4) The period of warranty for the new products vis-à-vis (i) consumers shall amount two years and (ii) purchasers not acting as consumers shall amount one year from the transfer of the products.
5) The sale of used products vis-à-vis consumers shall include a period of warranty of one year from the transfer of the products. A period of warranty shall be excluded vis-à-vis purchasers not acting as consumers.
6) The legal periods of warranty for claims for damages shall remain unaffected by the rules and regulations of paragraph 4 and 5.
7) Any repair and interference without authorization as well as rough handling shall result in the loss of all warranty claims. Likewise, any warranty claims due to the use of the equipment in rooms with big humidity, the formation of dust and/or abnormal temperature and electricity fluctuations shall be excluded, unless the purchaser may be able to prove that such external circumstances cannot be the cause of incurred defects.
8) Any warranty in the event of (i) the transfer of a guaranty for the quality and condition of the products or (ii) fraudulent concealment of a defect shall remain unaffected by the above-mentioned rules and regulations. The same shall apply for the regulations of Articles 478, 479 German Civil Code with respect to the recourse of the company against the supplier/contractor.

10. Liability
1) With respect to simple negligence for default, warranty of fitness and title warranty, impossibility of performance as well as breach of a principal contractual obligation (cardinal obligation), any liability shall be limited to predictable damages and excluded for other breaches of the contractual obligations. This shall not be effective for damages resulting from damages of live, the body or health. With respect to consequential damages resulting from the use of the products, any liability shall be excluded.
2) The Seller shall be liable for any gross negligence and intent without restriction.
3) The limitations of liability pursuant to paragraph 1 shall also be effective for the benefit of the employees and agents of the Seller.

11. Returns
With respect to returns, the Seller shall request that the item, or equipment respectively, shall be sent in or delivered together with a copy of the invoice, which was delivered together with the equipment, to the Seller for repair. The exchange of components, modules or complete equipment shall not result into new periods of warranty. The liability shall be exclusively restricted to the repair or exchange of damaged delivery items. In case of the submission of the equipment for repair, the purchaser shall take care that any data stored on the media of such equipment, which the purchaser deems to be relevant, will be stored by means of copies because such repair might result into loss of such data.

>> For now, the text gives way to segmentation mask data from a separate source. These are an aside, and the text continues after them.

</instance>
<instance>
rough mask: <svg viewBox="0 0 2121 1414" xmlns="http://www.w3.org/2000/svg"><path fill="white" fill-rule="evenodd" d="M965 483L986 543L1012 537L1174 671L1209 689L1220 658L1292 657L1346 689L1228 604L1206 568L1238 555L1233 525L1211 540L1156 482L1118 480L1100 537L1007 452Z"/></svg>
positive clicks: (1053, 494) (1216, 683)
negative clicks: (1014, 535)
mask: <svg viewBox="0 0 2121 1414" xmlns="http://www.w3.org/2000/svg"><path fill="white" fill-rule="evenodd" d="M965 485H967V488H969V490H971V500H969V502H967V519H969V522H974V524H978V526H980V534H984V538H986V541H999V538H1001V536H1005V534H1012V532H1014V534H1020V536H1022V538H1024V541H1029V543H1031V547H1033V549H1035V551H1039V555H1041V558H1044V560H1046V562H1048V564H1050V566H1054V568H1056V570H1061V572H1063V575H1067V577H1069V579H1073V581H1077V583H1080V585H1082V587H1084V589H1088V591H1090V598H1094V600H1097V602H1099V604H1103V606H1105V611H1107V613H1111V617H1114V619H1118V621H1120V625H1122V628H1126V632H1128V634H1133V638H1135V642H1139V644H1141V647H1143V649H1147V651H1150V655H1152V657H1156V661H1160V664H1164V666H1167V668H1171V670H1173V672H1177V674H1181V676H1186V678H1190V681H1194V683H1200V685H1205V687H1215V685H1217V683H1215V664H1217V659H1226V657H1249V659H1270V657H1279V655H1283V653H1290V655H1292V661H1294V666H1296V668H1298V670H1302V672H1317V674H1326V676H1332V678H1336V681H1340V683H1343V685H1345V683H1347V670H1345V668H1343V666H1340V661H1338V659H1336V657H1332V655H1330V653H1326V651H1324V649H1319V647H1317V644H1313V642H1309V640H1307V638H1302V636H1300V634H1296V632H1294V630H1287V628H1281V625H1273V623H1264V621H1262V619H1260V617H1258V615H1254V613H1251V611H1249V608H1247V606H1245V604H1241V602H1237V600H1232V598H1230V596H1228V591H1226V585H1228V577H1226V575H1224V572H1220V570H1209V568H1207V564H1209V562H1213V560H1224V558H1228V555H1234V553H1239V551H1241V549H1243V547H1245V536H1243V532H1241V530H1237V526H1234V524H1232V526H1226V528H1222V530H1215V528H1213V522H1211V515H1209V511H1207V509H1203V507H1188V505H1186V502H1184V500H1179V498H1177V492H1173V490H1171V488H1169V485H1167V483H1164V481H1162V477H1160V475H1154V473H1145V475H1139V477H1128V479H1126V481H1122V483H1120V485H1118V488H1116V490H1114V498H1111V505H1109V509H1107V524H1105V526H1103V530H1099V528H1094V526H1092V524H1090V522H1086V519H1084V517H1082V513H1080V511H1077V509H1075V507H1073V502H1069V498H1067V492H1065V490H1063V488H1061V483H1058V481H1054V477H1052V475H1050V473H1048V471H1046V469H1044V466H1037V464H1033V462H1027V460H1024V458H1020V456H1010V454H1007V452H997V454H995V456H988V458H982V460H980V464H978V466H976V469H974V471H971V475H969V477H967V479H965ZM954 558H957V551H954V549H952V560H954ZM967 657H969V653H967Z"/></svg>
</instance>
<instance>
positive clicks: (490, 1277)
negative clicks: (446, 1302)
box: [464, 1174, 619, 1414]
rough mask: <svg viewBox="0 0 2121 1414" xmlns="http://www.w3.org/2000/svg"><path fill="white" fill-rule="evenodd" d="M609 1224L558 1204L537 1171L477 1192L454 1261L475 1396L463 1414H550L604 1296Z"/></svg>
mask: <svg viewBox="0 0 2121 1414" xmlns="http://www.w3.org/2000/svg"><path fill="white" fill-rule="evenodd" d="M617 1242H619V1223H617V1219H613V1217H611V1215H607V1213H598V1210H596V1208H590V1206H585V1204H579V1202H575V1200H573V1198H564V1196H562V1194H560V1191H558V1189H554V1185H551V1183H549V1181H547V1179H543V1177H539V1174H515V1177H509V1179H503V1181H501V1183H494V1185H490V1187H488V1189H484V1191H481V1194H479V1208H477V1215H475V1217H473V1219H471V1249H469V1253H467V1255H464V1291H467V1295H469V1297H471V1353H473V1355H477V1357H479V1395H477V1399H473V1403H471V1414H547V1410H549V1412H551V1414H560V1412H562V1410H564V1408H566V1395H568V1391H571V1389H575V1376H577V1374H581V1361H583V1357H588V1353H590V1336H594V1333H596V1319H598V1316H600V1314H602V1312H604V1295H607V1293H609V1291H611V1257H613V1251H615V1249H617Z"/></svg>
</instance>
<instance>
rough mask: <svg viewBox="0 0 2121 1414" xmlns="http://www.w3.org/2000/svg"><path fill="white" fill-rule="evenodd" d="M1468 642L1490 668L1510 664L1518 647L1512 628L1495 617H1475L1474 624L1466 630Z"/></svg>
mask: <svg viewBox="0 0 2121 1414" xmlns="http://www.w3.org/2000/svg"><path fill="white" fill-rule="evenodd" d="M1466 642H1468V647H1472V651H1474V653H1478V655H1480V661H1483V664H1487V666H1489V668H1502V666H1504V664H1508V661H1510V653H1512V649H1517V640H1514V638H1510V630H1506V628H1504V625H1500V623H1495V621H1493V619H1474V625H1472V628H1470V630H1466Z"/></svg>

12. Vendor’s Lien / Retention of Title
Any delivered products shall be remain property of the Seller until the complete payment of the purchase price. The retention of title is extended. In case the purchaser sells the equipment to third party, he will inform the third party about the extended retention of title.

13. Data Protection
The Seller shall be authorized to process any data about the purchaser received with respect to the business connections or in connection with such business connections, independent from the origin of such data, e.g., data originating from the purchaser itself or third parties, within the meaning of the German Data Protection Act.

14. Miscellaneous
The place of jurisdiction shall be Frankfurt am Main. These Terms and Conditions shall be governed in accordance with the law of the Federal Republic of Germany.
If any provision of these Terms and Conditions or the agreement concluded with the purchaser shall be invalid in whole or in part, the effectiveness of the agreement shall remain unaffected.
These terms and conditions are translated from the german version into english. In case of contradictions between the english and german language versions, the german language version shall prevail.